A biosecurity plan consists of inspections, facilities, and protocols for pre-border (before a shipment or a group of passengers departs), at the border (upon arrival to the new location), and post-border (after cargo and passengers have reached their destination). The RBP for Micronesia and Hawaiʻi also contains detailed risk assessments for marine, terrestrial, and freshwater ecosystems, which are critical to regional economies and sustainable livelihoods.
Left: Adult coconut rhinoceros beetle. Right: Coconut rhinoceros beetle damage to palm trees. Images courtesy of the Hawaiʻi Department of Agriculture.

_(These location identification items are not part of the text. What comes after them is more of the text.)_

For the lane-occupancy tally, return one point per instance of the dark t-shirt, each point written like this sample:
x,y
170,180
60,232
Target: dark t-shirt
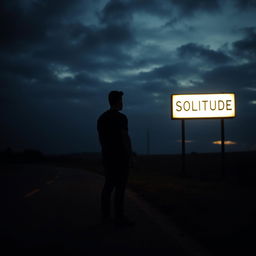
x,y
110,126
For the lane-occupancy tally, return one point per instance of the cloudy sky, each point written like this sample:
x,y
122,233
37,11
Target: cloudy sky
x,y
59,60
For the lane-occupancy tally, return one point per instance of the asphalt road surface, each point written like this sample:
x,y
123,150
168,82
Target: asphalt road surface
x,y
46,209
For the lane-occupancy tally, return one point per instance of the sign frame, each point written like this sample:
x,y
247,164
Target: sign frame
x,y
198,118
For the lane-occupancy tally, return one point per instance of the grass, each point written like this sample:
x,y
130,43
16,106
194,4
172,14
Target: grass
x,y
216,211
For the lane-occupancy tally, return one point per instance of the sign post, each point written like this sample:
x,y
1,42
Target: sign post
x,y
222,148
203,106
183,145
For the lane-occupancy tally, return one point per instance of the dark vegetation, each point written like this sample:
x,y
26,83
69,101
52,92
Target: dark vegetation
x,y
218,210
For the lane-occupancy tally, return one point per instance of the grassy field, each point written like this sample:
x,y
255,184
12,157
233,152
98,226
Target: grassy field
x,y
219,211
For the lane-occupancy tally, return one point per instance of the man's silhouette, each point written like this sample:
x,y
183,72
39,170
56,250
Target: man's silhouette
x,y
116,152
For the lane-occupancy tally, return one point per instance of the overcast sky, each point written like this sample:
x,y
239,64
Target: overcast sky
x,y
60,59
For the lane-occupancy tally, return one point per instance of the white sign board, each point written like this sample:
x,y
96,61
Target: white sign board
x,y
193,106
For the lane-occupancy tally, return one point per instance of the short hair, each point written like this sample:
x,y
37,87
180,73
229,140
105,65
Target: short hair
x,y
114,97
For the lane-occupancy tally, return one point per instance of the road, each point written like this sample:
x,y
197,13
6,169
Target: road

The members of each jurisdiction covered in the RBP agreed that the plan should be updated every 3 years, and the RISC initiated the first update process this November in Guam. Pacific RISA PI Laura Brewington facilitated the week-long update meeting, during which time the original recommendations and action items were identified, accomplishments and progress to-date were documented, and new concerns were raised. One of the key recommendations for the update is to develop an action plan for invasive species under climate change. As regions of the Pacific warm, precipitation patterns shift, and sea levels rise, invasive species ranges are expected to change as well. For example, outbreaks of the invasive coconut rhinoceros beetle (pictured above) have been reported on Guam and Palau after extreme storm events. High winds damage the palm trees the beetles use as a food source and breeding grounds, and sea level rise weakens palm trees along the coast, making them more vulnerable to predation by the beetle. Dr. Brewington will be working with the RISC members and others to prepare the climate change language for the RBP update, which will be finalized and released in mid-2018.